Acara perkenalan yang dilanjutkan dengan makan siang dengan keluarga Samuel sudah selesai, sekarang aku sedang duduk berdampingan di balkon kamar samuel dengan kepalaku yang bersandar pada pundaknya. Pandanganku kosong menatap ke depan, sementara dia sedang fokus pada laptopnya mengerjakan beberapa pekerjaan. Seketika aku memikirkan gambaran kehidupan masa depanku setelah menikah dengan Samuel nanti, membayangkan sebuah keluarga kecil yang bahagia membuat senyum terlengkung di bibirku.
" Kenapa senyum-senyum gitu? Ngelamuin yang jorok jorok ya?" Tanyanya sambil mengguncang pelan pundaknya, membuat kepalaku sedikit terbentur.
Sial. ini anak udah mulai mode ngajak gelut lagi aja, padahal udah bagus dari tadi anteng-anteng aja di depan laptop ngurusin kerajaan.
" Aww sakitt." Lanjutnya, sambil meringis karena aku baru saja mencubit pinggangnya.
" Jangan samain otak ngeres kamu ke aku ya, orang tadi aku lagi bayangin...." Aku menghentikan ucapanku karena sadar jika aku meneruskannya pasti Samuel akan tetap mengaitkannya dengan hal yang tidak-tidak.
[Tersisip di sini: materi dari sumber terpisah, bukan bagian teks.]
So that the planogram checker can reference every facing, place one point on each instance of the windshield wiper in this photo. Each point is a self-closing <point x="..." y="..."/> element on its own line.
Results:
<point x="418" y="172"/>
" Hayoo bayangin apa...? Mah...Mamah Tiara ni mah bayangin yang jorok-jorok." Teriaknya keras. Membuat aku gelagapan. Sialan! Samuel! Untung saja aku masih sadar jika membunuh orang itu dosa, jika tidak sudah kupastikan aku akan mencekik lehernya. Kan gak lucu udah menjanda sebelum menikah. Akhirnya aku hanya membekap mulutnya hingga dia terbatuk-batuk sampai wajahnya memerah.
" Tiara." Panggil samuel karena setelah kejadian tadi, aku langsung meninggalkannya masuk ke dalam kamar dan hanya duduk diam di sofa yang ada di kamar samuel. Sampai detik ini aku masih konsisten tak menggubrisnya.
" Tiara..."
" Tiaraaa..."
" kekasihku..."
Kampret! Dia malah nyanyi, padahal aku kira dia akan meminta maaf dan bersikap manis. Kalau saja jarak kami dekat, aku tidak akan segan segan menampol kepalanya.
Setelah kalimat itu, suara Samuel tak lagi terdengar aku juga tidak tahu apa yang sedang dia lakukan karena posisi dudukku yang membelakangi nya. Dia terdiam cukup lama dan aku juga melakukan hal yang sama, toh aku juga sedang marah padanya jadi aku tidak mau terlihat penasaran.
" Masih idup?" Aku memutar bola mata malas, dua kalimat tidak penting itu menyambut telingaku setelah beberapa menit tadi kita hanya saling diam. Dia dari tadi diam cuma buat ngeluarin kata mutiara itu doang? yang sontak membuatku mengeratkan gigi menahan kesal. Samuel kampret. Gak sekalian aja tanya " Saha ieu." Kaya paranormal yang lagi wawancara orang kesurupan.
" Iya." Kataku.
" Oh."
" Hmm." Balasku tidak mau kalah singkat.
" Oke." Jawabnya membalas.
" Sip."
" Iya." Dia membalas lagi. Sumpah, ini si luwak niat banget ngajak ribut. Maka daripada aku kelewat emosi dengan terus meladeni nya. Aku menghela nafas membalikkan badan ke arahnya yang kini sudah berada tepat di belakangku.
" Aku mau pul_"
" Bentar." Potong Samuel mencegah.
" Masih marah?"" Menurut ngana?" Balikku.
" Hemmm dari ngegas nya si masih."
Kedua bola mataku kembali memutar, ini basa basi macam apa sih yang lagi dia ciptakan. Bukannya memperbaiki suasana malah membuat keinginan ku menampol kepalanya semakin kuat.
" Kamu mau pulang sekarang atau tetap di sini?"
" Kamu mau kemana?" Balasku balik bertanya, ketika melihat nya sudah rapih dengan tas laptop yang menggantung di pundaknya.